Decisão da CCEE agita Abraceel
Maurício Corrêa, de Brasília —
Os finais de ano no mercado livre de energia elétrica do Brasil, normalmente, são calmos como um lago. Tudo fica parado, sem movimento. Tanto que quase todo mundo tira um período de férias que vai desde a véspera do Natal até após o Ano Novo. Este ano está sendo diferente, pois uma guerra de bastidores envolve grande parte das empresas vinculadas à Associação Brasileira dos Comercializadores de Energia. O ambiente está quente na Abraceel.
A senha para a confusão foi dada sem querer pela Câmara de Comercialização de Energia Elétrica (CCEE), ao definir na ata de reunião do seu Conselho de Administração realizada em 15 de dezembro, que sete comercializadores operaram “em desacordo com a legislação vigente”. Dos sete, cinco fazem parte da Abraceel, sendo que duas se colocam entre as maiores do mercado: BTG Pactual e Comerc.
A associação dos comercializadores tem um peculiar (e democrático) sistema de governança, através do qual os conselheiros são eleitos diretamente pelos próprios associados. É um mecanismo sem paralelo no conservador sistema elétrico brasileiro, onde impera o arcaico sistema de conchavos das políticas internas.
A decisão tomada pela CCEE impactou diretamente a Abraceel pois diretores da BTG Pactual Comercializadora e da Comerc ocupam posições de destaque no Conselho de Administração da associação.
Na eleição realizada em março de 2015, para mandatos que têm validade até março de 2017, Oderval Duarte, da BTG Comercializadora, foi reeleito para a Presidência do Conselho, com 80% dos votos (no primeiro mandato, a sua votação já havia sido expressiva). Cristopher Vlavianos, diretor da Comerc, foi o segundo mais votado.

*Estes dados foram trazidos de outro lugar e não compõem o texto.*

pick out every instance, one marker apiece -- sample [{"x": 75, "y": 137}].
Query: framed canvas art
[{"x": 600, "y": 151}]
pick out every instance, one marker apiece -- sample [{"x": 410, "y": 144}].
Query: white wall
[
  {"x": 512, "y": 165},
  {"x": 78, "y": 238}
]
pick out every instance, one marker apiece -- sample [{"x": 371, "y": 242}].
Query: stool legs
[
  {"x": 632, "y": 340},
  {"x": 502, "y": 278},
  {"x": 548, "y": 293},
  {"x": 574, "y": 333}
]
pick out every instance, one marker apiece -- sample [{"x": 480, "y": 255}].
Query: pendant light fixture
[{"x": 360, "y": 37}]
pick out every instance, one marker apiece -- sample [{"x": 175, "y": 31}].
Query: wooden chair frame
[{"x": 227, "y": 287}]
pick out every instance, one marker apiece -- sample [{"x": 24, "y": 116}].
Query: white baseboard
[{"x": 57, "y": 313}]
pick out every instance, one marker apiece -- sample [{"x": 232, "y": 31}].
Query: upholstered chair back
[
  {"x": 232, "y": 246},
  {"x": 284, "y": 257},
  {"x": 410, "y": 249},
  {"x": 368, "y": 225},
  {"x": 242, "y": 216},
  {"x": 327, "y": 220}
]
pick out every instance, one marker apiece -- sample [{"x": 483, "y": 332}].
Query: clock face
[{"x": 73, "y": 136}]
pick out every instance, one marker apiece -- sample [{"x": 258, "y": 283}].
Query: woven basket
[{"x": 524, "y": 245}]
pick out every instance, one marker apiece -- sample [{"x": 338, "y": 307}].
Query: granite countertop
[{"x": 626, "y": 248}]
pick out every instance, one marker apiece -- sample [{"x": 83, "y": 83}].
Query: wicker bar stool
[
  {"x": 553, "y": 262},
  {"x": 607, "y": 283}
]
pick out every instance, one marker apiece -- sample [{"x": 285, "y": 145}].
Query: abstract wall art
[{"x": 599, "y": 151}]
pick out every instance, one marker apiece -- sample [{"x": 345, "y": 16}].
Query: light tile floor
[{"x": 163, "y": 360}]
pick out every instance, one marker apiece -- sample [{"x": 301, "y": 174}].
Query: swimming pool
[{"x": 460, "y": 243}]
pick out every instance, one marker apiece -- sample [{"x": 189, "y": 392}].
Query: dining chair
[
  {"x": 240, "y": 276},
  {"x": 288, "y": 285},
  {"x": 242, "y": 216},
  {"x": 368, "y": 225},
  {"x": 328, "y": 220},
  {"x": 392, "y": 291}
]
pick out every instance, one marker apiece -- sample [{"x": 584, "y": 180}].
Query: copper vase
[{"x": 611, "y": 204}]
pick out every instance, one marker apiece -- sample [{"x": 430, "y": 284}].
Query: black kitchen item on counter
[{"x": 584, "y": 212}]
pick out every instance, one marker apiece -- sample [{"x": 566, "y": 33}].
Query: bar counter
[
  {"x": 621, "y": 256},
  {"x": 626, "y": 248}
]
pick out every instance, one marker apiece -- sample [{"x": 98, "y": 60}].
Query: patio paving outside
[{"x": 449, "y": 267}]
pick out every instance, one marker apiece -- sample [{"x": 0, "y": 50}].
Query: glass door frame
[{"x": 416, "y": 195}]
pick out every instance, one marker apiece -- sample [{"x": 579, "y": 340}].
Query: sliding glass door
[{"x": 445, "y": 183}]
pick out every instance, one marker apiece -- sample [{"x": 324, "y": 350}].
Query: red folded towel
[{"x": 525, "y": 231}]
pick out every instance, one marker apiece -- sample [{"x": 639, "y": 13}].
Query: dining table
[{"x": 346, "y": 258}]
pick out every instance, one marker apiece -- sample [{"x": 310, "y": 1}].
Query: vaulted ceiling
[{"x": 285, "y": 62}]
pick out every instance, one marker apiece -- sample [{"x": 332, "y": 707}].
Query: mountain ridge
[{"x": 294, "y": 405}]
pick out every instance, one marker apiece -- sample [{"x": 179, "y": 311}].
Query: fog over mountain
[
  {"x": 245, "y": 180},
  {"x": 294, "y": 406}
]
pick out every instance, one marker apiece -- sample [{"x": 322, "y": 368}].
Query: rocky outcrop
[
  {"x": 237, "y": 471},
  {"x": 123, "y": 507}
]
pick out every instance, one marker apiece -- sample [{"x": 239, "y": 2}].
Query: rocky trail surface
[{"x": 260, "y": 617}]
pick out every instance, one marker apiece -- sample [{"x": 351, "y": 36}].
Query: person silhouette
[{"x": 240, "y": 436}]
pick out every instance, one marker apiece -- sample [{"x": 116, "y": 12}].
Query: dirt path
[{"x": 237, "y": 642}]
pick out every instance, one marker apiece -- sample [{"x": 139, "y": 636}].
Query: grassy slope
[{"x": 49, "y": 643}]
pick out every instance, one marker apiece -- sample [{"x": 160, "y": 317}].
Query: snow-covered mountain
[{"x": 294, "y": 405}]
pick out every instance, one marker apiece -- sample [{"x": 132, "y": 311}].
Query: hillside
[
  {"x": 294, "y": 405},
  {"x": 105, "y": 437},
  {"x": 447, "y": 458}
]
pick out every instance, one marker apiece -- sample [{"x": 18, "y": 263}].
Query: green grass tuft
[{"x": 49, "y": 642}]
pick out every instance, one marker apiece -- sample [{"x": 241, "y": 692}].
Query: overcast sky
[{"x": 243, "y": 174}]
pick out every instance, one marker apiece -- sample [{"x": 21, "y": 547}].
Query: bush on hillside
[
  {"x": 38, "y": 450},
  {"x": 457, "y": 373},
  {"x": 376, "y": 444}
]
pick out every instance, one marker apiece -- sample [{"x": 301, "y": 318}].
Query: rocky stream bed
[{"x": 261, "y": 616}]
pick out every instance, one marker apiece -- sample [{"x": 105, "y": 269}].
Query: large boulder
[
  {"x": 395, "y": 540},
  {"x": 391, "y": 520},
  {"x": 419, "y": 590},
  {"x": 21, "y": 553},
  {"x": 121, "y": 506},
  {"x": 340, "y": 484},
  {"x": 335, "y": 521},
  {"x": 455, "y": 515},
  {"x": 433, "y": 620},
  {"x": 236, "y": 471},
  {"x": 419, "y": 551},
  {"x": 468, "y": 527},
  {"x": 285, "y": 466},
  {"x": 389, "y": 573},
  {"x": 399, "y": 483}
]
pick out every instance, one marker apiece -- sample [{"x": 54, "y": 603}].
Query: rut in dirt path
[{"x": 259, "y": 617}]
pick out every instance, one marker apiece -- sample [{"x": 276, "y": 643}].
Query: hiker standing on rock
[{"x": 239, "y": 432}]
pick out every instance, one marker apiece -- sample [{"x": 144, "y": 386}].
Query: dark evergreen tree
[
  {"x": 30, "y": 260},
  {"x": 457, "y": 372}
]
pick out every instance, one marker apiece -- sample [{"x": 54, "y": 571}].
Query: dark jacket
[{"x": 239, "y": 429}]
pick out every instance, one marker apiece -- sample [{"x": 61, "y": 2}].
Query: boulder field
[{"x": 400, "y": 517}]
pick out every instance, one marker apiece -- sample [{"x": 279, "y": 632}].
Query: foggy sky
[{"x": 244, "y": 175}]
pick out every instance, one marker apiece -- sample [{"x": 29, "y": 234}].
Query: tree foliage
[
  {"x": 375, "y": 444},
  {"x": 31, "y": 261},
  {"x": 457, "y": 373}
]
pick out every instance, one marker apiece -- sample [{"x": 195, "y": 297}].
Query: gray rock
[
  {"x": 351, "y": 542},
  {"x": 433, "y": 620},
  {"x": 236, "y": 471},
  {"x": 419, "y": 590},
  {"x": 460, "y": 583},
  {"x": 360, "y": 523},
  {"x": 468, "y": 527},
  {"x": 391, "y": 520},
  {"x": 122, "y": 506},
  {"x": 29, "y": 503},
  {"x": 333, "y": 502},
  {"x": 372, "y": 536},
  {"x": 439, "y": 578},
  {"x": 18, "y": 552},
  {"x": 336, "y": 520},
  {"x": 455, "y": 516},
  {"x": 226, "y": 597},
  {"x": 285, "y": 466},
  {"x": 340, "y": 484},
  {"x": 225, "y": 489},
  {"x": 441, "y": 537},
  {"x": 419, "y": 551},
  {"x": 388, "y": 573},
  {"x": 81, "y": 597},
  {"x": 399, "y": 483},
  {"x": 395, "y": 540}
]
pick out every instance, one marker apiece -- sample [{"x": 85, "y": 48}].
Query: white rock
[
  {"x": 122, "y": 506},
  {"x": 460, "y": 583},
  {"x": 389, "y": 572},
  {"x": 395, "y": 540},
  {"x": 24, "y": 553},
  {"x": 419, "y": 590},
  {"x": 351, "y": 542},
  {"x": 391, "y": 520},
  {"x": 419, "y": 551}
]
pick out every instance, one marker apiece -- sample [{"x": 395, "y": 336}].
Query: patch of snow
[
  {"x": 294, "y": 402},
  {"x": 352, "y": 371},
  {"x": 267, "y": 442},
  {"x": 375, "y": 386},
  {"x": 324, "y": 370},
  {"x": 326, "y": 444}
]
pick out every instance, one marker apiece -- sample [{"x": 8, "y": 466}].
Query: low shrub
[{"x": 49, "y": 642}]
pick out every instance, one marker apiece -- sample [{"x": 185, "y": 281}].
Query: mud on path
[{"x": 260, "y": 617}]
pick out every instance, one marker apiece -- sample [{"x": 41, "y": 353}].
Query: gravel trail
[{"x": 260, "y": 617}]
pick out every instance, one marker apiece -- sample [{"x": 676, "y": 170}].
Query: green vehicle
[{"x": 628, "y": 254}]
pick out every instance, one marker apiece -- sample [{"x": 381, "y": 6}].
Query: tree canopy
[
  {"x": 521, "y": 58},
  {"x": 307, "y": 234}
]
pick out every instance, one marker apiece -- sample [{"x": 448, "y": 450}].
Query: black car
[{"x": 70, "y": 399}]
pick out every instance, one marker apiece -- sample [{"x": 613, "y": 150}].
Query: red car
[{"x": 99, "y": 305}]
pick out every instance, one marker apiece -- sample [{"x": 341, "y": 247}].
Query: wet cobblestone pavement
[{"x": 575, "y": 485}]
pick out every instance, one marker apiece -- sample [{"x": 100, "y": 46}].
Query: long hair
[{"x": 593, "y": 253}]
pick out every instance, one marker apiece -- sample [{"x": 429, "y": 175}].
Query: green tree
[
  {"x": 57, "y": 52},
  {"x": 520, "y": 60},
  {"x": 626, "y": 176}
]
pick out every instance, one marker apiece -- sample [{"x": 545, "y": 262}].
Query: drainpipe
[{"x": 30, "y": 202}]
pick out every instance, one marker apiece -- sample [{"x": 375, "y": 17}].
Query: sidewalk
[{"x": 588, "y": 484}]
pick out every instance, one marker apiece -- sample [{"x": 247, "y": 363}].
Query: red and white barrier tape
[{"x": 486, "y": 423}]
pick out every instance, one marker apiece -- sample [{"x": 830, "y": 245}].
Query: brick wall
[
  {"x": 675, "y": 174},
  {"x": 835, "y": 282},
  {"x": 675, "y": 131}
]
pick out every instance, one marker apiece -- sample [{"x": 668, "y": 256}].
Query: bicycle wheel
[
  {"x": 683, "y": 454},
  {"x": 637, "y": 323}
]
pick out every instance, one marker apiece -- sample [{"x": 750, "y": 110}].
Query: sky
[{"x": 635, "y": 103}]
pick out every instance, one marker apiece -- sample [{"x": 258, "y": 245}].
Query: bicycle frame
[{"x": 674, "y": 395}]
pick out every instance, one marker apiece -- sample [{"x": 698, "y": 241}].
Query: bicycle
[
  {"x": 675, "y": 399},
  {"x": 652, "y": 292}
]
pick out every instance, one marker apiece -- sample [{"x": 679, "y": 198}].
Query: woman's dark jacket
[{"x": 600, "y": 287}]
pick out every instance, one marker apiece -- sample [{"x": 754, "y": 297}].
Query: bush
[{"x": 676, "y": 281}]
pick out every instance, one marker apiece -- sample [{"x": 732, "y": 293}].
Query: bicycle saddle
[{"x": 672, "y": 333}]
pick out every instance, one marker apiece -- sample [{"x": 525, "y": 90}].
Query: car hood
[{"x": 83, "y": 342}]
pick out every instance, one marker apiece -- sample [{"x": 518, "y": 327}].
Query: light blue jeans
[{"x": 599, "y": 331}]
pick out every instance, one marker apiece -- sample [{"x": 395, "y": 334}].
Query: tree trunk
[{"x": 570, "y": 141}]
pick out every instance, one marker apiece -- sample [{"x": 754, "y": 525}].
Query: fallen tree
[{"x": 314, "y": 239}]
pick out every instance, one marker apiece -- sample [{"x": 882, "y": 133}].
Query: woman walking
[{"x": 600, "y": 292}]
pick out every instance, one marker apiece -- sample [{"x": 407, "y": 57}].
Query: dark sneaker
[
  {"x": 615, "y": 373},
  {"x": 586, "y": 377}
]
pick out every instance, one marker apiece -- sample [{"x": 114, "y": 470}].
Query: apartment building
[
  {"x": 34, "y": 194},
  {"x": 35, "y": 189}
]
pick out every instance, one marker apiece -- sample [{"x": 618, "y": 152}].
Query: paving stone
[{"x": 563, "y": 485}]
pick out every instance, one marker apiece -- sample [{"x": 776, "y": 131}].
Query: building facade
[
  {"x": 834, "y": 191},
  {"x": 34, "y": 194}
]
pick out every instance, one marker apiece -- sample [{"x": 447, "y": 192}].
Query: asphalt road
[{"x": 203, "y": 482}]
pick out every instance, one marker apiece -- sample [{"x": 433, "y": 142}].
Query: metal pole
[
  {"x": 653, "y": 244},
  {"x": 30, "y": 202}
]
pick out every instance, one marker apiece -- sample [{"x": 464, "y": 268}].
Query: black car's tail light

Agora, a decisão da CCEE motivou uma crise dentro da associação, pois vários associados entendem que já passou da hora de o Conselho se manifestar em relação às operações feitas “em desacordo com a legislação vigente”. Outro grupo acredita que não se pode condenar ninguém até que a Aneel tome a sua decisão e ainda existem aqueles, mais zen, para os quais tudo não passa de uma tempestade em copo d´água e que os associados mais entusiasmados poderiam aproveitar a época do ano e relaxar um pouco mais, pois não existiria um motivo efetivo para tanto zum-zum-zum.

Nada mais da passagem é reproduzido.